Leo Wood, QBioS Thesis Proposal
Leo Wood
Quantitative Biosciences Thesis Proposal
School of Physics
Advisor: Dr. Simon Sponberg (School of Physics)
Open to the Community
Integration of sensory streams into a coordinated, precise, and robust hawkmoth flight motor program
Friday, October 14, 2022, at 1:00 pm
In Person Location: Howey Physics, Room N201/202
Committee Members:
Dr. Hannah Choi (School of Mathematics)
Dr. Jeffrey Markowitz (School of Biomedical Engineering)
Dr. Young-Hui Chang (School of Applied Physiology)
Abstract:
Biological systems are unparalleled at controlling highly coupled, nonlinear systems in a robust and generalized manner, integrating often noisy and conflicting sensory information on-the-fly into a precise and coordinated motor program. Vision, olfaction, proprioception, and many other senses are somehow continuously transformed into a patterned set of action potentials to each muscle. While a great deal is understood about how steady-state behaviors are controlled and produced, it is less clear how behaviors such as visual target tracking or navigation, where centralized visual information must continuously alter the motor program, are generated and controlled. Even less is understood about how visual information modulates the motor program of species such as the hawkmoth Manduca sexta whose motor program is both millisecond-scale precise in spike timing and highly coordinated.
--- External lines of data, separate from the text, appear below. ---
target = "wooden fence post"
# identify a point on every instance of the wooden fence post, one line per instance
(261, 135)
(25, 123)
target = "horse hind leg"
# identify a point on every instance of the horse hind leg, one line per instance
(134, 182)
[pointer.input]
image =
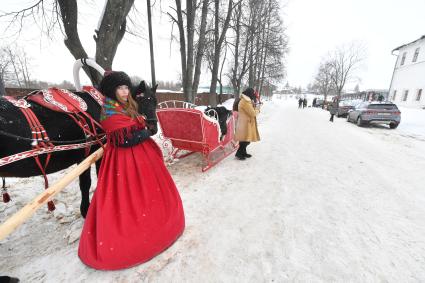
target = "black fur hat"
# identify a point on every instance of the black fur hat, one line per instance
(111, 81)
(250, 93)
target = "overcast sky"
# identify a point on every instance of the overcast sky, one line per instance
(314, 27)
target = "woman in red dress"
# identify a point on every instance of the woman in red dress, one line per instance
(136, 211)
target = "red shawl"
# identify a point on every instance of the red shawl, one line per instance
(119, 126)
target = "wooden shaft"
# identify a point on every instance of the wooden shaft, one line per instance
(27, 211)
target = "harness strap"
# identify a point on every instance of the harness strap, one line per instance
(40, 141)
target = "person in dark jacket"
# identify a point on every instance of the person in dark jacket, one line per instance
(333, 109)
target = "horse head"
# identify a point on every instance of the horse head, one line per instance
(145, 97)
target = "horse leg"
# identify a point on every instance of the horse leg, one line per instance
(98, 166)
(5, 195)
(85, 184)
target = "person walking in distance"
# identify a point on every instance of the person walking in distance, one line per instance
(333, 108)
(246, 125)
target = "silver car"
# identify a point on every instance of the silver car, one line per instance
(367, 113)
(343, 108)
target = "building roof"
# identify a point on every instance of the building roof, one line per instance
(404, 45)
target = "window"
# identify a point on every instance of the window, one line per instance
(415, 56)
(418, 95)
(403, 58)
(406, 94)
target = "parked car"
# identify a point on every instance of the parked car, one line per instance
(343, 108)
(375, 113)
(319, 103)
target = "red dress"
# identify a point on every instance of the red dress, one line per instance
(136, 211)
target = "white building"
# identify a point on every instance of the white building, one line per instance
(408, 81)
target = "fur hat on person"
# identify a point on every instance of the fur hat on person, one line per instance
(111, 81)
(250, 93)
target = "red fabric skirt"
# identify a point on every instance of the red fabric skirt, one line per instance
(136, 211)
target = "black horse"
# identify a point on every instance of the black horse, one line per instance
(15, 136)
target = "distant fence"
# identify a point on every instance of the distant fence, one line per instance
(200, 99)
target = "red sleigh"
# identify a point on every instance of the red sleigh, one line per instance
(190, 129)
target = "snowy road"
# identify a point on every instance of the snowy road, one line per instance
(317, 202)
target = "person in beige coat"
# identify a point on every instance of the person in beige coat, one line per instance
(246, 125)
How does descending visual information integrate with local mechanosensation and proprioception to generate a coordinated motor program?
I aim to answer this question by studying the flight motor program of the hawkmoth Manduca sexta with a range of techniques such as electrode array recordings, electromyography of a comprehensive spike-resolution motor program, and data-driven modeling. I hypothesize that wing reafference drives within-cycle spike timing precision of the motor program, but coordination patterns and relative timing of muscles are primarily modulated by descending visual information. I propose testing this hypothesis through 5 specific aims.
First, I will determine whether the hawkmoth motor program is truly functionally coordinated by causally manipulating spike timing of a single muscle and observing if consistent behavioral outcomes result. Second, I will test whether this coordination is more likely performed through spike timing or spike phase, as well as determine the phylogenetic context of this thesis, by performing a comparative study of the motor program of several species of moth. Third, to test a major alternative hypothesis, that descending visual information is responsible for spike timing precision in the motor program, I will perform simultaneous recordings of the comprehensive motor program with population recordings in the ventral nerve cord, testing for precision using information-theoretic methods. Fourth, to study the dynamics of sensory integration and generate testable predictions, I will use data from previous aims to train dynamical systems models of motor program generation. Finally, I will test what wing reafference modifies in the motor program by performing controlled alterations such as removal of wing reafference or injection of noise into the wing strain field.